1911 Encyclopædia Britannica/Thoma, Hans
|←Tholuck, Friedrich August Gottreu||1911 Encyclopædia Britannica, Volume 26
|See also Hans Thoma on Wikipedia; and our 1911 Encyclopædia Britannica disclaimer.|
THOMA, HANS (1839- ), German painter, was born at Bernau in the Black Forest. Having started life as a painter of clock-faces, he entered in 1859 the Carlsruhe academy, where he studied under Schirmer and Des Coudres. He subsequently studied and worked, with but indifferent success, in Düsseldorf, Paris, Italy, Munich and Frankfort, until his reputation became firmly established as the result of an exhibition of some thirty of his paintings in Munich.

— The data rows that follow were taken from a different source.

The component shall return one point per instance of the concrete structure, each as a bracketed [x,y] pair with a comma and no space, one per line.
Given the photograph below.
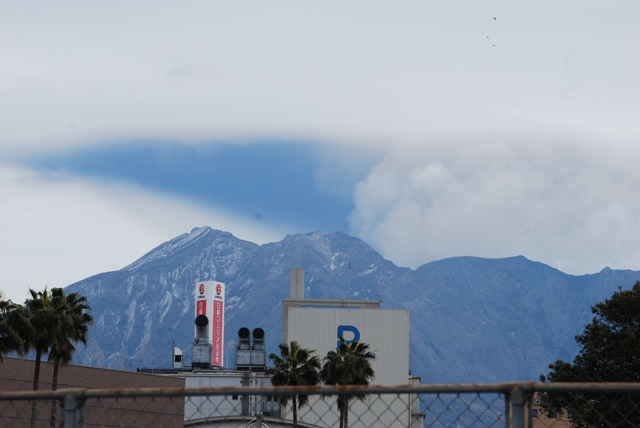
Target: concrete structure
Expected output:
[317,324]
[16,374]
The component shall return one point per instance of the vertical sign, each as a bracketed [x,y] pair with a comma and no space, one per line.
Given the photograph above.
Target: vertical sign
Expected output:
[217,327]
[210,302]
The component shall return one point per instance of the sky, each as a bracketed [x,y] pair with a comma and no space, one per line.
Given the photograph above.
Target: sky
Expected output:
[427,129]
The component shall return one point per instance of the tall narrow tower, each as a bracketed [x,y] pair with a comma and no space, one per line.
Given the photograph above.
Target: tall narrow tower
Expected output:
[209,323]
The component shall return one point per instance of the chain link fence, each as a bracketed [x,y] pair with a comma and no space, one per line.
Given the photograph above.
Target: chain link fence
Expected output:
[509,405]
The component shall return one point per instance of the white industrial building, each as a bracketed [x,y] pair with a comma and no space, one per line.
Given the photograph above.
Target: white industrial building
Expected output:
[315,324]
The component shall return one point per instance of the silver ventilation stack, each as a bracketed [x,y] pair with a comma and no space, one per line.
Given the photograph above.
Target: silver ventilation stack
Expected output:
[201,347]
[251,357]
[296,288]
[243,350]
[258,350]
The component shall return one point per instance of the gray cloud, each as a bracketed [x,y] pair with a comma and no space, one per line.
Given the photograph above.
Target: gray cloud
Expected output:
[572,205]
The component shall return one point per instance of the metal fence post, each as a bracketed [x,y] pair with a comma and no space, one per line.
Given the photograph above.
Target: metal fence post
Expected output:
[507,409]
[518,402]
[70,411]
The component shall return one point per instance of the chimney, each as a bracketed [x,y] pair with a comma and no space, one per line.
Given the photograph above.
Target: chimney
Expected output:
[297,283]
[201,347]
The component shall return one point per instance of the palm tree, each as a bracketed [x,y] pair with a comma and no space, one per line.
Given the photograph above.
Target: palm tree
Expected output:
[294,367]
[350,364]
[71,309]
[13,322]
[43,327]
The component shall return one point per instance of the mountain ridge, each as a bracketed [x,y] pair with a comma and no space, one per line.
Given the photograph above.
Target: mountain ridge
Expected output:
[472,319]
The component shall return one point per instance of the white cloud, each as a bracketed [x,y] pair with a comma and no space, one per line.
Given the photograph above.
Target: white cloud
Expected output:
[81,73]
[573,206]
[58,231]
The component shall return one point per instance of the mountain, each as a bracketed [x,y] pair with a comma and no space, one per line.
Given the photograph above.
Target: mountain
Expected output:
[472,319]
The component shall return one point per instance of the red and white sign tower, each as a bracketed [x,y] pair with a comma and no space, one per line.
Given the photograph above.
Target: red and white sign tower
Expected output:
[210,302]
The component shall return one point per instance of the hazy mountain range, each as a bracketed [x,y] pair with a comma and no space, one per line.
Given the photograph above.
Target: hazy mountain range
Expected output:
[472,319]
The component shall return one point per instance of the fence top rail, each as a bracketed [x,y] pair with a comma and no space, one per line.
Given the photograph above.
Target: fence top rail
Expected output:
[495,388]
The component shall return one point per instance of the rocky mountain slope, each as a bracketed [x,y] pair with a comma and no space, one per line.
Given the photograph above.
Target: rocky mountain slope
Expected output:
[472,319]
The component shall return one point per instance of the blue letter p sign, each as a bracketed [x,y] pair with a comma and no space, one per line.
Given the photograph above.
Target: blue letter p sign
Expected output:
[342,329]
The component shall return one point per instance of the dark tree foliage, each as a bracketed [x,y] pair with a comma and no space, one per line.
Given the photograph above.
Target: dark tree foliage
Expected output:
[294,366]
[609,352]
[350,364]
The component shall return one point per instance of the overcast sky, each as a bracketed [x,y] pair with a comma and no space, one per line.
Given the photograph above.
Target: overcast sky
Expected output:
[428,129]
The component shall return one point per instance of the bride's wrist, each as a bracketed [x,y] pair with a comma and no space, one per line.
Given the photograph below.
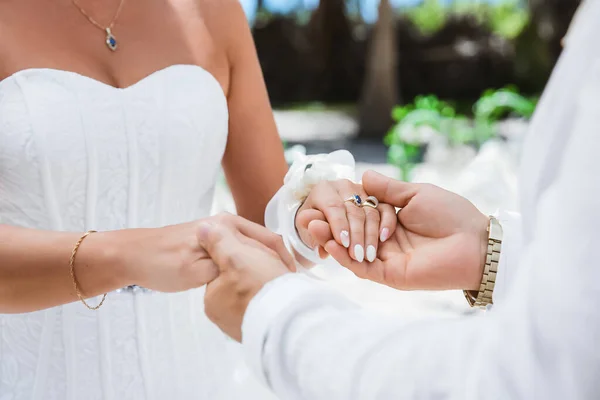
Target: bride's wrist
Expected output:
[101,263]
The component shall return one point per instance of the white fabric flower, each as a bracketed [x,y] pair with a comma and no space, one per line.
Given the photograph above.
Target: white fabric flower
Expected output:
[307,171]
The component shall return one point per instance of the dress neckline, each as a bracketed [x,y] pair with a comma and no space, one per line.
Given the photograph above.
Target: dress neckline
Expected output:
[109,86]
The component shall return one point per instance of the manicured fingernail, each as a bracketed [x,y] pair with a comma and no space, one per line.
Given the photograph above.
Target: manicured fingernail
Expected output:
[345,239]
[359,253]
[371,253]
[385,234]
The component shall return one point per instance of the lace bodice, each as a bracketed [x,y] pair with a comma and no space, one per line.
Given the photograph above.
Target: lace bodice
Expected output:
[77,154]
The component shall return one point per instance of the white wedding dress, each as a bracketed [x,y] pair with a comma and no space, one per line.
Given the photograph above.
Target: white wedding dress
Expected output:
[77,154]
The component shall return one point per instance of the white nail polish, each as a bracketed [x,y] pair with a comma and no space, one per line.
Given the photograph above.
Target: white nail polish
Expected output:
[385,234]
[359,253]
[371,253]
[345,236]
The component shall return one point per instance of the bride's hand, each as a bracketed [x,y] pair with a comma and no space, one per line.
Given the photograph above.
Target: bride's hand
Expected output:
[356,228]
[439,243]
[171,259]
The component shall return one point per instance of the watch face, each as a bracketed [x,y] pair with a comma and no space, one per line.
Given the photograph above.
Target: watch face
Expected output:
[495,230]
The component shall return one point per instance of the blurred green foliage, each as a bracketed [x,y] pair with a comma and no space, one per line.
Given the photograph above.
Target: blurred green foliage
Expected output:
[507,18]
[429,119]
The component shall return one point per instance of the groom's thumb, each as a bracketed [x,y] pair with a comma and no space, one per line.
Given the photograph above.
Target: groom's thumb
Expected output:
[387,190]
[218,241]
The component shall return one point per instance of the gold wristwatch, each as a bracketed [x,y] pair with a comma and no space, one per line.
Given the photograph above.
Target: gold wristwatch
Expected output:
[483,297]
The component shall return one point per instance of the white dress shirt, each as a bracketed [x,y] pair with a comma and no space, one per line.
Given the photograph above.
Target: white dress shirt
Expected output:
[540,340]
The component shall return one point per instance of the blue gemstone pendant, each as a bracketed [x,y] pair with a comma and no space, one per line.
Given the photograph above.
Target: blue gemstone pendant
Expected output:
[111,42]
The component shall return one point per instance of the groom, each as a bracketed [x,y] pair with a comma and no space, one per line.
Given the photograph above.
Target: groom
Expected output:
[307,342]
[540,339]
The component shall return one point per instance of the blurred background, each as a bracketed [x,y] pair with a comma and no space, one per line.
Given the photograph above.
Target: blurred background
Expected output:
[437,91]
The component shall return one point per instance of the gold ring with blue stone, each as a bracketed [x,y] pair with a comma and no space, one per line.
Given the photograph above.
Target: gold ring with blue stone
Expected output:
[371,201]
[355,199]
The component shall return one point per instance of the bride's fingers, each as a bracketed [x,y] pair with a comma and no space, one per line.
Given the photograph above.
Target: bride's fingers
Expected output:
[356,218]
[360,269]
[372,220]
[389,221]
[303,220]
[321,233]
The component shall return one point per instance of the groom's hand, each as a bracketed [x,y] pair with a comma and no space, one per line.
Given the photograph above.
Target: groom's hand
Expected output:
[439,243]
[245,266]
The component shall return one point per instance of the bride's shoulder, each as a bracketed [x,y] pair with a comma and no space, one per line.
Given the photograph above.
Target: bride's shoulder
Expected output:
[222,13]
[227,23]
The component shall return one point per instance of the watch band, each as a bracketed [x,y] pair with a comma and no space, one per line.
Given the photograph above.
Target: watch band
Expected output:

In spite of his studies under various masters, his art has little in common with modern ideas, and is formed partly by his early impressions of the simple idyllic life of his native district, partly by his sympathy with the early German masters — particularly with Altdorfer and Cranach. In his love of the details of nature, in his precise (though by no means faultless) drawing of outline, and in his predilection for local colouring, he has distinct affinities with the pre-Raphaelites. Many of his pictures have found their way into two private collections in Liverpool. A portrait of the artist, and two subject pictures, “The Guardian of the Valley” and “Spring Idyll,” are at the Dresden Gallery; “Eve in Paradise ” and “The Open Valley” at the Frankfort Museum. Other important pictures of his are “Paradise,” “Christ and Nicodemus,” “The Flight into Egypt,” “Charon,” “Pietà,” “Adam and Eve,” “Solitude,” “Tritons,” besides many landscapes and portraits. He has also produced numerous lithographs and pen drawings, and some decorative mural paintings, notably in a café at Frankfort, and in the music room of Mr Pringsheimer's house in Munich.